Despite its rather autumnal colours on the cover I have always associated Songs From The Wood with late Spring and Summer. Most likely because of lines like
“Let me bring you love from the field:
poppies red and roses filled with summer rain”
and
“but we accept your invitation, and we bring you Beltane's flower.
For the May Day is the great day, sung along the old straight track.”
or
“And the long grass blows in the evening cool.
And August's rare delight may be April's fool.”
and
“Deep red are the sun-sets in mystical places.
Black are the nights on summer-day sands.”
I admit that there are certain references to Winter as well, but they seem to have the purpose of highlighting or contrasting the “Summer” topic. For instance
“Join in black December's sadness,
lie in August's welcome corn.
Stir the cup that's ever-filling
with the blood of all that's born.
But the May Day is the great day, sung along the old straight track.
And those who ancient lines did lay
will heed this song that calls them back.”

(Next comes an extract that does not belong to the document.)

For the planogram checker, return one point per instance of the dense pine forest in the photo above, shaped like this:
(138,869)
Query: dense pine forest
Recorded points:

And although Fire At Midnight has a wintry feel to it I can’t detect anything about Winter in the lyrics. And to light a fire at midnight in August in the highlands of Scotland is not that unusual. In fact, I have switched on the gas heating in July when I was living in Birmingham (West Midlands, not Alabama) a couple of years ago.
Of course, Jack-In-The-Green is the guardian “of all things that grow, during the dim and dark winter months” but again, as the preserver of all things that grow, he points towards spring.
Heavy Horses on the other hand is, I think, quite ambiguous. There are references to autumn like
“An October's day, towards evening”
but there is, of course, Moths with the lines
“And the first Moths of summer
suicidal came.”
and
“Dipping and weaving --- flutter
through the golden needle's eye
in our haystack madness. Butterfly-stroking
on a Spring-tide high.”
And although there is no mentioning of seasons in Rover, or only in a slightly different manner (“As the Robin craves the summer”), I always thought this song musically more on the spring side. The twinkling of Martin’s guitar, the string arrangements, there all very forward going, as if to set off, as the Rover indeed does, but so does spring.
But you are right. Most songs of Heavy Horses are set in an autumnal mood. I guess since the album was released in spring, March or April 1978, I always listen to it with that spring of 1978 in mind.
There is indeed no reason to discuss Stormwatch. The album has winter written all over it – with the odd exception:
“Down steep and narrow lanes I see the chimneys smoking
above the golden fields ... know what the robin feels
in his summer jamboree.
All elements agree
in sweet and stormy blend ---
midwife to winds that send me home.”
Well, I hope I didn’t bore you to death with my remarks, after all, it is November and the suicide rate rises in the Northern hemisphere.